The Robots Are Coming!

Tuesday, September 13, 2011

They are smarter, faster, stronger and even better at Jeopardy than us. They are robots, and they appear to be finding a niche in almost every facet of our lives-not excluding reporting. A technology feature in The Week debuted the newest arena for robots to play: journalism.

That's right, robots are now being hired from one company by more than 20 anonymous sources to pen some of their articles. Although primarily focusing on sports, they are writing on countless other subjects with just as much success. Why hire a robot to do what humans have been doing for centuries? Apparently, they are not only efficient at the task, but also quite good at it. Robotic writing programs "can write articles in under a minute," and industry leader Mr. Hammond predicts, "in five years, a computer program will win a Pulitzer Prize."

Panic (for everyone even slightly involved with the journalism industry) seems to be a natural reaction, but nerves can be calmed...for a moment at least. Experts in robotics say that the stories being written currently are simply stories that would not have been told if it wasn't for the journalist robots. However, one point of alarm is the quality at which they are writing. Linguist "seem impressed." The former versions of these programs and the products they produced seemed, well, quite robotic. New technology has been able to provide a more humanistic voice to the work along with an attention to detail that only a computer could posses.

It seems only logical in this age of ever-growing technological advancements that computers would begin playing a larger role in reporting. There are areas with which humans simply cannot compete with a program such as the speed at which they are able to write. Simultaneously, there are some with which we can. Emotion and genuine concern are two key components lacking in current robotic reporting. Although journalist must stay fair and unbiased, it is their intangible drive for the common good that leads them to reporting and keeping the public informed. If you are still worried about lay-offs due to an influx in robot reporters, a career in robotics is always an option.


Crime reporters come with a variety of credentials...and rights

Covering crime stories is not for the faint of heart, nor is it any longer reserved solely for those who are "professional journalists." A piece in the Washington Times recently discussed this new trend.

The article detailed the August 26th verdict of the U.S. Court of Appeals in Glik v. Cunniffe. This outcome was monumental because it stated that citizens, too, have the right to document the world around them, despite their journalistic resume, and further upheld the First Amendment.

The case revolved around a man who used his phone to film what he thought to be police brutality, and was arrested when he would not turn the phone over to authorities. I am a strong supporter of quality and excellence from professional reporters, but with advancements in information sharing, I must accept (and appreciate) that news will come from many different sources; news that we may otherwise never know.

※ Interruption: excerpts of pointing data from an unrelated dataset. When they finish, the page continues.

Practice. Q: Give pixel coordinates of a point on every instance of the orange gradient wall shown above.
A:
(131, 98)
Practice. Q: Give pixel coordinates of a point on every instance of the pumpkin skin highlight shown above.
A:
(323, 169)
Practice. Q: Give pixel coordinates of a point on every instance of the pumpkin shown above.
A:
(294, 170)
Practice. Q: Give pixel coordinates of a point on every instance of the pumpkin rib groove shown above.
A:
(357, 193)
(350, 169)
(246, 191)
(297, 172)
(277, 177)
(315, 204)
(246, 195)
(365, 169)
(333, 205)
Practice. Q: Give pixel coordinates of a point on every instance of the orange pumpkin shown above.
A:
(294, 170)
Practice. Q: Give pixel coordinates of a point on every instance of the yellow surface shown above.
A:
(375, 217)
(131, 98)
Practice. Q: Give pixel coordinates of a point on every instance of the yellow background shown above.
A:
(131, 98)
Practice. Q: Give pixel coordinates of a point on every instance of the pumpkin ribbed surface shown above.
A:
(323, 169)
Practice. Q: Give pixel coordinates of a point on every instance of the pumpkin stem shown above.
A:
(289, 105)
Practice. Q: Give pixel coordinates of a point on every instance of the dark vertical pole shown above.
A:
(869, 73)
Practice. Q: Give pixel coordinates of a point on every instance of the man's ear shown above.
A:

"News stories are now just as likely to be broken by a blogger at her computer as a reporter at a major newspaper."

Our textbook offers a few guidelines for reporting on crime, such as get to know the cops, but if it is they who are the offenders this advice falls short. There are key items that should be taken into account, but even if one is a professional reporter they do not always help. The article states that journalist are first and foremost citizens, acting on behalf of fellow average citizens. If we take that as our definition of a journalist, then we open up the field to all. Furthermore, if we use that as our foundation then we will leave a mark on the world that is not only informative but compassionate as well.